What am I really afraid of? Performing in front of others. When I practice, it doesn't seem so bad, especially when I practice in front of the same people over and over again. I get that feeling like this isn't so bad, and try to hang onto that, so when I do have to perform in front of others, I can relax and just enjoy the experience. I convince myself that I can do it. Then when it comes down to it, I get so freaking nervous and it drives me crazy. I don't think it will ever get better.
This happened last Friday night at the black belt class. We had to perform all of our forms. I was real nervous, but did not too bad. Until it came to stick. Then, I couldn't remember the first couple moves to get started. That's all it took, and then I got flustered and nothing worked. This feeling went into the next form which was spear. I sucked at that too.
What I find bothersome here, is that the very next day, as I drove to the kung fu school, I could do stick perfectly in my head. When I got to the school, I could actually do it with my stick.
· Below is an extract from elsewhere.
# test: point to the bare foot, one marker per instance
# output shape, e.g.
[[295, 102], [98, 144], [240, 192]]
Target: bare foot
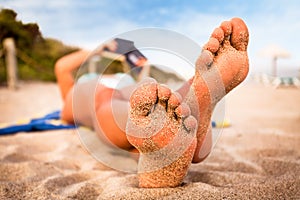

With help by sihing Lowery on a couple of brain farts with spear, I got through that entire form too. So what happened Friday night? I got nervous, and my brain forgot how to work. Even Sifu Rybak made a comment to me that she could see I got nervous and then flustered.
I guess what it all boils down to, is practice enough so that even when you are nervous, your muscle memory can pretty much perform on it's own. I have to admit that I hadn't touched stick or spear for probably a year or more, so how can I possibly expect to perform any better than I did.